Random Assignment Restores ATE = ATT

ATT_r <- mean(beta[D_rand == 1])
ATU_r <- mean(beta[D_rand == 0])
ATE_r <- mean(beta)
Quantity Selection on Gains Random Assignment
ATE -0.501 -0.501
ATT -0.761 -0.481
ATU 0.722 -0.520

Under random assignment, \(D_i \perp (Y_i(0), Y_i(1))\), so who ends up treated is unrelated to their gains — and ATE \(\approx\) ATT \(\approx\) ATU. ✓

Part V: QTE Identification

Beyond Means — Quantile Treatment Effects

Recall from Lecture 3: under random assignment,

\[\underbrace{F_1^{-1}(\tau) - F_0^{-1}(\tau)}_{\text{QTE}_\tau,\ \text{unobserved}} = \underbrace{F^{-1}(\tau \mid D_i=1) - F^{-1}(\tau \mid D_i=0)}_{\text{observed}}\]

Let us verify this numerically.

Computing QTEs

quantiles <- seq(0.1, 0.9, by = 0.05)

# Unobserved QTE: quantiles of potential outcome distributions
qte_true <- quantile(Y1, quantiles) - quantile(Y0, quantiles)

# Observed under random assignment
qte_obs  <- quantile(Y_rand[D_rand == 1], quantiles) -
            quantile(Y_rand[D_rand == 0], quantiles)

# Observed under selection on levels (biased)
qte_sel  <- quantile(Y_sel[D_sel == 1], quantiles) -
            quantile(Y_sel[D_sel == 0], quantiles)

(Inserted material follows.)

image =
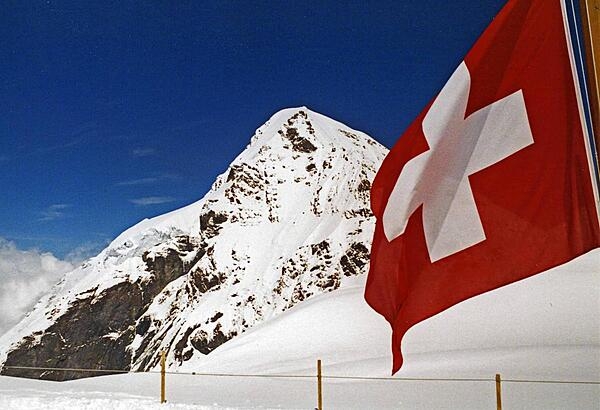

QTE: Random Assignment Identifies the Truth

The observed QTE under random assignment (blue) tracks the true QTE closely. Under selection on levels (red) it is systematically distorted.

Summary

What We Did — and Why It Matters

  1. The fundamental problem — with \(n=10\) we saw the missing counterfactual table directly: every ? is what makes causal inference hard

  2. Selection on levels — sicker patients self-select into hospitals; the bias decomposition \(\text{APE} = \text{ATT} + \text{Selection Bias}\) holds exactly in the data

  3. Random assignment — the fix: \(D_i \perp (Y_i(0), Y_i(1))\) kills selection bias, and the APE is unbiased for the ATE across replications

  4. Selection on gains — a subtler problem: ATE \(\neq\) ATT \(\neq\) ATU; random assignment equalises all three

  5. QTE identification — under random assignment, observed quantile differences recover the true QTE; under selection they do not

Looking Ahead

The next step: estimation and inference — how do we attach uncertainty to these estimates?

  • Standard errors for the difference-in-means
  • Permutation tests (no asymptotic approximation needed)
  • Bootstrap inference
  • Covariate adjustment for efficiency gains

Reading for next class: Lecture 3 slides, sections on covariate balance and the CATE.